Estaba quejoso el hombre del bar y al mismo tiempo gozoso por dar Albacete para tanta conversación y Carvalho lo recordaba ahora como el único interlocutor gratuito en varios días.Lo peor de estos viajes es el silencio. Te estás haciendo viejo. Acaso no era la ciudad como un mar gris sin orillas, como un mar dentro de otro mar, La Mancha invernada, otro invierno de piedra, otro invierno por otros procedimientos, irrealidad de la vida y, sin embargo, muchachos y muchachas resucitaban a estas horas en las discotecas, entre susurros y gritos, ciudadanos en esta estepa inventada por un loco parsimonioso. Y al entrar en el pasaje Lodares le sobrecogió la quietud teatral de la arquitectura de “atrezzo”, macilentas luces de bombillas insuficientes, opacos los cristales del techado y palcos para el espectáculo, las balconadas acristaladas colgantes sobre el pasaje a uno y otro extremo, instrumentos para la contemplación a distancia entre dos familias en otro tiempo poderosas y, hoy, obsoletos palcos para un espectáculo prácticamente inexistente sobre el escenario de un pasaje omitido. Y, por omisión la soledad de un recorrido, arriba y abajo, a la espera de la aparición de lo anunciado, por delante o por detrás, tal vez la muerte y la simple mención mental de la palabra hace caminar a Carvalho ladeado, para no dar del todo la espalda a la muerte y verla venir aunque sea de perfil.Mas lo que viene es un bulto de hombre cojo que de cerca tiene las mejillas color vino y los ojos dormidos por antiguos alcoholes.

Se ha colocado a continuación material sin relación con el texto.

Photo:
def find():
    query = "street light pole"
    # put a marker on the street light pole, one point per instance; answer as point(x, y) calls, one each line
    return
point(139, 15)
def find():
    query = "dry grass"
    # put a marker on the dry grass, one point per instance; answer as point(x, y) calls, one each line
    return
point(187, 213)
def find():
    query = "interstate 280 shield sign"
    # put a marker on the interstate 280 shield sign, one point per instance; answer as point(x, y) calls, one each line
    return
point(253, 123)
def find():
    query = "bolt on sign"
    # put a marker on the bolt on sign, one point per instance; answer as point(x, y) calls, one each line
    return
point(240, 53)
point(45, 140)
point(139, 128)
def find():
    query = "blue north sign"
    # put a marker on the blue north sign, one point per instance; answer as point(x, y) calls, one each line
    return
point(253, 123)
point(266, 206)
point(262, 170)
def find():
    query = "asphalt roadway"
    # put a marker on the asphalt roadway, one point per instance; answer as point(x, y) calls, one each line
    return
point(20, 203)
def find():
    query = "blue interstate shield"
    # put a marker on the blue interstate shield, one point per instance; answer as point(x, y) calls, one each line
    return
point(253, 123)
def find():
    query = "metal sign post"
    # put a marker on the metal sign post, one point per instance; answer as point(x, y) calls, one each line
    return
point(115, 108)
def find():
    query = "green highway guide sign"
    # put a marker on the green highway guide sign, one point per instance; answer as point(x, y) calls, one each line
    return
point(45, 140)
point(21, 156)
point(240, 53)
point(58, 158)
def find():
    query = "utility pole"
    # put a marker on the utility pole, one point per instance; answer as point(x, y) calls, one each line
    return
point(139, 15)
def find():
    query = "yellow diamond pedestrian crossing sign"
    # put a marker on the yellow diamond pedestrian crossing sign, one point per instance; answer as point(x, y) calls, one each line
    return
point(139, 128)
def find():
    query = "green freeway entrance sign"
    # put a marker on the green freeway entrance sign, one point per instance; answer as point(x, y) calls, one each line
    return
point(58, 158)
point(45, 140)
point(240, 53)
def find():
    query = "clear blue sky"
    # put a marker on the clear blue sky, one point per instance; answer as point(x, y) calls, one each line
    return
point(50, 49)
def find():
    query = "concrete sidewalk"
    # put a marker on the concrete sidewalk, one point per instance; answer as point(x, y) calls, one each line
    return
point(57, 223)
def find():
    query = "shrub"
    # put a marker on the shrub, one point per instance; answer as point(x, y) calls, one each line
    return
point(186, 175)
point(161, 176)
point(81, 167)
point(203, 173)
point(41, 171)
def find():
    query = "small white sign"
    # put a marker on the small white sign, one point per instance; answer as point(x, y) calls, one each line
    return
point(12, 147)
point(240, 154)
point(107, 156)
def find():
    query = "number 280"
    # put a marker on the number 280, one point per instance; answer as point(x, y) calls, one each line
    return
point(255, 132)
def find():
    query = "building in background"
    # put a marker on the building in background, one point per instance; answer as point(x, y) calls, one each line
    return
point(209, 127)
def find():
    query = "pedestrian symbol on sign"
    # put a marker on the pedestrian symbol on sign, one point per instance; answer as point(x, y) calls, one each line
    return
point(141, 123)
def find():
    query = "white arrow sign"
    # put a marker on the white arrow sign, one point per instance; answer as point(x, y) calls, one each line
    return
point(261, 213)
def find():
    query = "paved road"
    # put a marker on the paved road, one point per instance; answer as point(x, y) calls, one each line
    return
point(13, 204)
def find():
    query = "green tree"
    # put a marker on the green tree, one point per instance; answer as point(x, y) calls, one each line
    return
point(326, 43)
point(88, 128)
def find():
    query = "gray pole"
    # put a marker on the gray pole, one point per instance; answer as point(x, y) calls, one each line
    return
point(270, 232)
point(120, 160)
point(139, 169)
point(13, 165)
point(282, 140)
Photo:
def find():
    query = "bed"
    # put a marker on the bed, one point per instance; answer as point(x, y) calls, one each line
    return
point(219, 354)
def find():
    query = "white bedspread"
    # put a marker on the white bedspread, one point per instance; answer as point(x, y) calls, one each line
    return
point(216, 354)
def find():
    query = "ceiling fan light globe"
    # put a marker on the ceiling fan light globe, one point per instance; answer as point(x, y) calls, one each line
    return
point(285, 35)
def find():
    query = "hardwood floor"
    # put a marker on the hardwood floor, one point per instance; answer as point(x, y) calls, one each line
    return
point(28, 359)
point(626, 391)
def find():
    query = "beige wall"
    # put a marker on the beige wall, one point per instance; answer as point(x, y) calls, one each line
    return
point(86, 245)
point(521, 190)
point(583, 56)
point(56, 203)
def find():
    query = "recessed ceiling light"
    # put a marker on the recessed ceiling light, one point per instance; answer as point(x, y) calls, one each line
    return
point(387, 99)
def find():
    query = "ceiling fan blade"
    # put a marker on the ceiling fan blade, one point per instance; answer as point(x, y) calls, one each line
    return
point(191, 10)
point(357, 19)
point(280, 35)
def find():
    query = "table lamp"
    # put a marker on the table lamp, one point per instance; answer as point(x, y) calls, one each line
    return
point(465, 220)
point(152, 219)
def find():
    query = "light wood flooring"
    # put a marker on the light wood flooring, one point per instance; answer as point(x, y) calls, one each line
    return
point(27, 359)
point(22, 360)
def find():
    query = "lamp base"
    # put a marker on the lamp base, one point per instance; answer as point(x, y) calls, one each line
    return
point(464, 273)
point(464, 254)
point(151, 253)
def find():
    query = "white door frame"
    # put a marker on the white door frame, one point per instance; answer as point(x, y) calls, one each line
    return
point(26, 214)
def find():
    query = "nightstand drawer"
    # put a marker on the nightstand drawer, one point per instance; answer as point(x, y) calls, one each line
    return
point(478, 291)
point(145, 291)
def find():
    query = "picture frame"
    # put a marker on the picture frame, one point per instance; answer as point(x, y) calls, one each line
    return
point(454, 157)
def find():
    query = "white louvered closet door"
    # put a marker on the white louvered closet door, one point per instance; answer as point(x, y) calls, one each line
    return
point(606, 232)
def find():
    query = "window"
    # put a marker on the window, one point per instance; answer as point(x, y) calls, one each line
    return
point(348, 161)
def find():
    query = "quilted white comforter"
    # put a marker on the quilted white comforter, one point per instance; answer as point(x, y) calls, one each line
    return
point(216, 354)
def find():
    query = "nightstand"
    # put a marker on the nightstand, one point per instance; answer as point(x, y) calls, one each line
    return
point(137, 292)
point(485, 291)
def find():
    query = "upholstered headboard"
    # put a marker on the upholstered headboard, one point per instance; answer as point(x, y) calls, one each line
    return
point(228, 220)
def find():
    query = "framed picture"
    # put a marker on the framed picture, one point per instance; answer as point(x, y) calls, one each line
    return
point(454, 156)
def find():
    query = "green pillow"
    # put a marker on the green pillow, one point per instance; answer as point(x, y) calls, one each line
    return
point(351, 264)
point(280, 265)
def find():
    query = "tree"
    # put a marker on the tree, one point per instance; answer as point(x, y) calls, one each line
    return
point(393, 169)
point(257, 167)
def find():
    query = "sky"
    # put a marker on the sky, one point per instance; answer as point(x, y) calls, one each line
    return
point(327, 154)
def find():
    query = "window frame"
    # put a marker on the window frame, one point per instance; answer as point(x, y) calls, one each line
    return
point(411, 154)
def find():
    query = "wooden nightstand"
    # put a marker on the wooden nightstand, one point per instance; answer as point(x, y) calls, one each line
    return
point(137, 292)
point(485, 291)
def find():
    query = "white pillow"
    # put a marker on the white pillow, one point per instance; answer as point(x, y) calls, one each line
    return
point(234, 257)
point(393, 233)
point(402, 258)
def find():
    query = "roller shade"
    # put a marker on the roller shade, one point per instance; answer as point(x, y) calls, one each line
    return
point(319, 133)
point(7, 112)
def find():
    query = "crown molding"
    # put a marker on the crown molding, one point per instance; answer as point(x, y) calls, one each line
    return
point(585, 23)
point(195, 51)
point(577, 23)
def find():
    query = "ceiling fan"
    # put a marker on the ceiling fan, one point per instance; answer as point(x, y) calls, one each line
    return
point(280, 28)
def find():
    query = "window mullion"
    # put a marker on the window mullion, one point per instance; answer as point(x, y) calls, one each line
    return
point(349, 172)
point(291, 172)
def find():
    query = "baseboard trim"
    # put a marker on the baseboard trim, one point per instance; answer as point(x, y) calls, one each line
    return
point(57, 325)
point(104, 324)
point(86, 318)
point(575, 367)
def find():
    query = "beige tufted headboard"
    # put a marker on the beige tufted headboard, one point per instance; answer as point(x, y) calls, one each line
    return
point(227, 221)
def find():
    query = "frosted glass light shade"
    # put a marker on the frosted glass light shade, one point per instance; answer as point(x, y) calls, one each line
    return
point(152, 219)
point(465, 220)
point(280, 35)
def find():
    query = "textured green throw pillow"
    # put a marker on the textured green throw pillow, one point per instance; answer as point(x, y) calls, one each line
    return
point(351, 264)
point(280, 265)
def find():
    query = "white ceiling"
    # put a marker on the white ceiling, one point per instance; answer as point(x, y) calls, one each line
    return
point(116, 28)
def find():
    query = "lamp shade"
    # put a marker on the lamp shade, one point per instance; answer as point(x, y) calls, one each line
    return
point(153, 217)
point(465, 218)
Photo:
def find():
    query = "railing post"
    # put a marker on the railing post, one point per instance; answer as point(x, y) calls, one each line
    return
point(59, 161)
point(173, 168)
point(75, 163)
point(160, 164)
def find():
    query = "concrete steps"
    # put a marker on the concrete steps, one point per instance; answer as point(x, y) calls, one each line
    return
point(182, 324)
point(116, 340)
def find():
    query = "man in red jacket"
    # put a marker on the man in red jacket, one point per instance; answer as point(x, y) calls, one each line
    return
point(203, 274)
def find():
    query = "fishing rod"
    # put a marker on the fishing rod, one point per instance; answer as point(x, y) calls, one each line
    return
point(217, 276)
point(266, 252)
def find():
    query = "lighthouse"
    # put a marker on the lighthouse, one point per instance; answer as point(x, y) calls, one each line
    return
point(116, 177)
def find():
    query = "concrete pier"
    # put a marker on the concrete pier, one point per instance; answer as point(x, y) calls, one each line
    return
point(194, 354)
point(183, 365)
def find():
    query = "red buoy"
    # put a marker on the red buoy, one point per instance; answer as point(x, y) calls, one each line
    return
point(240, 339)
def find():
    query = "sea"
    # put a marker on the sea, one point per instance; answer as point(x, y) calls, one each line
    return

—¿Pepe Carvalho es su gracia?

—Sí, señor.

—Pues vengo de parte del señor Martín, el administrador de El Bonillo. Que no vaya usted para Riopar que ahí no hay nada, que en cuanto usted se marchó se desdijo la señora y confirmó lo que todos sabíamos, que el señorito Luis Miguel está en el extranjero.

Tenía el mensajero la mirada boba o miraba más allá de Carvalho, y allí estaban a su espalda y a una distancia suficiente otros dos bultos que fumaban en la oscuridad y miraban el cielo o la tierra, por mirar.

—Poco ha tardado el señor Martín en convencer a la vieja de que dijera la verdad. De El Bonillo a aquí apenas he estado una hora, y a mi llegada ya me esperaba su mensaje.

—El señor Martín me ha telefoneado en seguida, nada más marcharse usted.

Casi todas las ventanas permanecían apostigadas. Ranuras de luz para una vida oculta e ignorante de lo que ocurría en el pasaje.

—Así que se va usted para su pueblo, ¿no, paisano?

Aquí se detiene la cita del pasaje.